Jeremy Danner, the ambassador brewer for Kansas City's Boulevard Brewing, recently went on a mini-tweetstorm after a customer asked why fall beers were out so early. Danner said that seasonal creep is "consumer, retailer, distributor and brewery driven," but his explanation seems to put most of the blame on breweries wanting to keep their products on shelves.
"As summer beers sell out, breweries need to have fall beers ready to hold shelf/tap wall space to avoid losing placements. Here's the deal. If we waited too long after our summer beers sold out, someone else would just have a fall beer ready to take that spot."
In a phone interview with The Post, Danner said that the ever-earlier sale of seasonal beers is often a product of the three-tier system of alcohol sales: Breweries sell their beer to distributors, who then sell to retailers and bars. Because of the logistics of shipping, warehouse space and storage, the schedule at larger breweries, such as Boulevard, is meticulously planned and not terribly nimble.

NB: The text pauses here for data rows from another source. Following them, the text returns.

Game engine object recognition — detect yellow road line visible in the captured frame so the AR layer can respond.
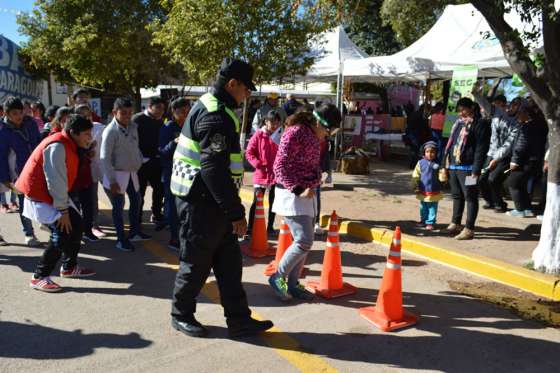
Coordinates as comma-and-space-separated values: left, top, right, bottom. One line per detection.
321, 215, 560, 301
99, 201, 338, 373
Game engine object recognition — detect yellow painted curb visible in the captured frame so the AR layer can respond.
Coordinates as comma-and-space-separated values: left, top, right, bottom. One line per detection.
328, 215, 560, 301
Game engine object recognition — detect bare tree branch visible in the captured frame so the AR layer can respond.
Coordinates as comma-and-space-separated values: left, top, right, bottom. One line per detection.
471, 0, 552, 107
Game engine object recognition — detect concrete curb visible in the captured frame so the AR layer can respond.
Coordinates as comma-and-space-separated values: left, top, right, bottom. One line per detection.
239, 189, 560, 301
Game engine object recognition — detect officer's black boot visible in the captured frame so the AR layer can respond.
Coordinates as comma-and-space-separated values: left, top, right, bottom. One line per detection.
227, 317, 274, 338
171, 316, 208, 337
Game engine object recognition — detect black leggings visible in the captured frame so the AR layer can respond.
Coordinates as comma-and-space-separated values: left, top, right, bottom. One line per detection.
449, 170, 478, 229
508, 162, 539, 211
35, 207, 82, 278
247, 185, 276, 233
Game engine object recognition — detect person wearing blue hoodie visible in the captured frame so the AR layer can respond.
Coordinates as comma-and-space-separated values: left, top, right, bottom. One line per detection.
412, 141, 446, 230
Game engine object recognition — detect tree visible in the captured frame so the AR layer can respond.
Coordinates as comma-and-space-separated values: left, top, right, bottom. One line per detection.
344, 0, 401, 56
153, 0, 331, 84
18, 0, 178, 108
466, 0, 560, 273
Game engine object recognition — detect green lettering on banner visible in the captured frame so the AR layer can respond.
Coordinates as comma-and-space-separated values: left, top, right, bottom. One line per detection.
443, 65, 478, 137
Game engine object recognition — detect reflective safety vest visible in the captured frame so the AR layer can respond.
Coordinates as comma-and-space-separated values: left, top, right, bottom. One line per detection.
171, 93, 243, 197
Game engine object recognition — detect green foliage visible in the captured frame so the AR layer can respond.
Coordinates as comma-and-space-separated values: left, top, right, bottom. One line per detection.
18, 0, 179, 94
344, 0, 402, 56
153, 0, 331, 83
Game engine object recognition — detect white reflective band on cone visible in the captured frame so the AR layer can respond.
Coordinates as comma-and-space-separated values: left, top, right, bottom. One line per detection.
327, 241, 338, 247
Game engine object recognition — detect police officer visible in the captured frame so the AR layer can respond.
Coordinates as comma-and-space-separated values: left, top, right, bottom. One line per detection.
171, 58, 273, 337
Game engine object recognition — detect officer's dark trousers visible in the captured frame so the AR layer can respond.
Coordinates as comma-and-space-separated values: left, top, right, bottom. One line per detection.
171, 198, 251, 324
479, 157, 509, 207
138, 158, 164, 223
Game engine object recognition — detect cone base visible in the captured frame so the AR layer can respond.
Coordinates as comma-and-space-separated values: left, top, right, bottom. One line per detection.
239, 242, 276, 258
358, 306, 418, 332
264, 260, 277, 276
305, 281, 358, 299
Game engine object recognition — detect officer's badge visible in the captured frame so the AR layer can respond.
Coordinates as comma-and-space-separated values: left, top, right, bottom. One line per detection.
210, 133, 226, 153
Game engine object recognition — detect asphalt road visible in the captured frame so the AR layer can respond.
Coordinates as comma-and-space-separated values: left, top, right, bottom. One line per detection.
0, 193, 560, 373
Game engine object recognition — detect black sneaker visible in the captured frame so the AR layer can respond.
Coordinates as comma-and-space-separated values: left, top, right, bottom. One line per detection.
171, 317, 208, 337
228, 317, 274, 338
82, 232, 99, 242
128, 232, 152, 242
115, 240, 136, 253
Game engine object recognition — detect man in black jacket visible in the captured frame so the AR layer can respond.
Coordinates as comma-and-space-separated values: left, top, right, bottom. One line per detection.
444, 97, 490, 240
170, 58, 273, 337
132, 97, 165, 223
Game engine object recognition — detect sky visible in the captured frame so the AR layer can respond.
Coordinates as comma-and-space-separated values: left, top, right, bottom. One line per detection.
0, 0, 34, 44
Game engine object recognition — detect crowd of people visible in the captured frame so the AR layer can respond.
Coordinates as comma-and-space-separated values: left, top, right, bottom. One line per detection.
0, 59, 341, 336
0, 59, 547, 336
406, 90, 548, 240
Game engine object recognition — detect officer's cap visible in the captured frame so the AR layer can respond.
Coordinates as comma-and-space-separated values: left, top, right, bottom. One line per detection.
218, 57, 257, 91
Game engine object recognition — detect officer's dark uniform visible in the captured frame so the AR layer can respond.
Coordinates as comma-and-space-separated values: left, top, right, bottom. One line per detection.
171, 59, 272, 335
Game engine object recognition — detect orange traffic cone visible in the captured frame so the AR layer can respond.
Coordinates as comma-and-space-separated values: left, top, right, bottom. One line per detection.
264, 219, 292, 276
305, 211, 356, 299
359, 227, 418, 332
241, 191, 276, 258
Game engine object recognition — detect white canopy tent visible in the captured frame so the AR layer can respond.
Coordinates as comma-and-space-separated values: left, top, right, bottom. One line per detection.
304, 26, 368, 81
344, 4, 533, 83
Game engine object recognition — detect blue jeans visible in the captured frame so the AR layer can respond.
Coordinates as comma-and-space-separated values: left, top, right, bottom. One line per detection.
163, 181, 179, 240
420, 201, 438, 225
0, 192, 17, 205
278, 215, 315, 288
18, 194, 35, 237
105, 180, 140, 242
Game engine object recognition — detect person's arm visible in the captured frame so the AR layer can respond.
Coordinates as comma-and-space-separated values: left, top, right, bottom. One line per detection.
194, 112, 245, 222
43, 143, 69, 212
472, 120, 490, 176
0, 130, 11, 185
274, 126, 305, 196
100, 127, 117, 184
510, 124, 529, 166
410, 162, 420, 193
493, 119, 519, 161
245, 132, 261, 168
158, 126, 177, 159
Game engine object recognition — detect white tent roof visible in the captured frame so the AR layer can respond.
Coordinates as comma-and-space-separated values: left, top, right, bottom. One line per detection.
305, 26, 368, 80
344, 4, 537, 82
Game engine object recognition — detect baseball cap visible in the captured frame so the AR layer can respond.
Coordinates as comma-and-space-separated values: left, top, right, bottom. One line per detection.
218, 57, 257, 91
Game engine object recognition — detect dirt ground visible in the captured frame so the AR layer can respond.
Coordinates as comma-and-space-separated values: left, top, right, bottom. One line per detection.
321, 157, 541, 265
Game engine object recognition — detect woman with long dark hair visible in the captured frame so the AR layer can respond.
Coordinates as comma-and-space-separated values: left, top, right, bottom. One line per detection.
269, 104, 342, 300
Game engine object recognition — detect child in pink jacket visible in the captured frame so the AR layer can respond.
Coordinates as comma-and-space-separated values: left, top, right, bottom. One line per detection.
245, 110, 280, 234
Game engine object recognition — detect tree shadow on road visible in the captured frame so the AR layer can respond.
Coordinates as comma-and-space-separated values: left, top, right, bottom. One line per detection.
200, 293, 560, 373
0, 321, 152, 360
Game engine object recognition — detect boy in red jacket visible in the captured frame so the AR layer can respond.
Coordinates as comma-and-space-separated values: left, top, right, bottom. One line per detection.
16, 115, 95, 292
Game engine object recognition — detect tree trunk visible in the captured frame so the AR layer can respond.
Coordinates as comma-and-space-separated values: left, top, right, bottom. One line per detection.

"Production is based on pre-sales," Danner says, and the number of beers going to retail (known as "shelf sets" or "cooler sets") is "at least six months out". Even if breweries wanted to release more summer beer at this time of year, Jones says, they could not get it to market fast enough. "They coordinate what they expect the market to demand," he says, and there is no upside to making extra beer just in case.
"You can store cabernet or Captain Morgan in a warehouse (if you produce too much.) But with beer, freshness is important." Of course, we might be seeing less pumpkin beer this fall anyway.
Last October, Bart Watson, the economist for the Brewers Association, a trade organisation for craft brewers, said: "It's pretty clear that the bloom is off the pumpkin," pointing out that seasonal craft sales in August and September 2016 were 8.5 per cent lower than in the previous year.
"A lot of weakness clearly stems from pumpkin beers, which weren't ordered by distributors at the same level as previous years and are clearly generating less interest than in recent years."
Jones, of the wholesalers association, is more bullish. "I think 2017 is a much different year," he said. "The beer market does follow the general economy, and I think we'll see a little more enthusiasm for pumpkin beer and seasonal beer."
Where the beers are sold can also make a difference: Between July 2016 and July 2017, sales of seasonal craft beers fell 5.1 per cent at grocery, convenience and other stores tracked by market research firm IRI. But sales of craft seasonals increased 4.9 per cent at on-premise locations, such as bars and restaurants, between March 2016 and March 2017, according to a report from Nielsen. IPAs, still the largest driver of craft sales, increased 1.6 per cent over the same period.
Boulevard's Danner thinks that people make too much about drinking a beer at the "wrong" time of year. "Refreshing beer doesn't have a seasonality," he says. "I'll drink a Pilsener in winter." But seasonal creep? "It's cyclical. I don't know if it's ever something that's going to go away."